Tensión del deseo

 

 

 

No existe amor sin deseo. El psicólogo Peter Schellenbaum, que ha descrito la íntima relación existente entre ambas emociones, afirma que tanto el amor como el deseo se localizan en la misma región del cuerpo, es decir, dentro del pecho y a la altura del corazón, exactamente allí donde presionamos con las manos cuando sentimos la intensidad del amor o el ardor de los deseos. Es precisamente la tensión del deseo la que da su pleno sentido al amor y lo llena de una misteriosa profundidad. La intensidad de dicha en el amor y la inexpresable pasión del deseo se relacionan íntimamente. El amor remite siempre a otro objeto superior a sí mismo. El amor es manifestación sensible de la necesidad de otro amor absoluto e incondicional: el amor divino.

 

 

Establecer conscientemente contacto con el propio deseo no significa en modo alguno huir de las realidades de la vida. Al contrario, cuando sentimos un ardiente deseo de Dios, de una realidad supramundana, de un lugar por encima de todo cuanto existe en este mundo, es cuando mejor podemos pacificar nuestros sentimientos y relacionarlos con las realidades mundanas, frecuentemente banales. Entonces no nos sentiremos decepcionados si la persona amada y objeto de nuestro amor no es capaz de satisfacer todas nuestras ansias de amor infinito.

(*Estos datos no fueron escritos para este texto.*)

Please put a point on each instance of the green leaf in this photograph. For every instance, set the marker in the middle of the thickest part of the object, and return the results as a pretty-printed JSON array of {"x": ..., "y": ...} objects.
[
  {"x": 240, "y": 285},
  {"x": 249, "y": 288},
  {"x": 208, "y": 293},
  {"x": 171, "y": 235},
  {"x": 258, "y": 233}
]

No pondremos en nuestra pareja expectativas desmesuradas que ningún ser humano es capaz de cumplir.

 

 

Yo trato a menudo con personas que esperan de la persona amada su propia curación, su liberación y una capacidad de dar plenitud definitiva a su vida. Son expectativas irrealizables por cualquier ser humano. El deseo ardiente relativiza las expectativas puestas en los hombres y nos capacita para un trato auténticamente humano con los humanos, dejando que los demás sigan siendo como son, sin pretender nunca compararlos con Dios. Esa comparación es siempre un absurdo.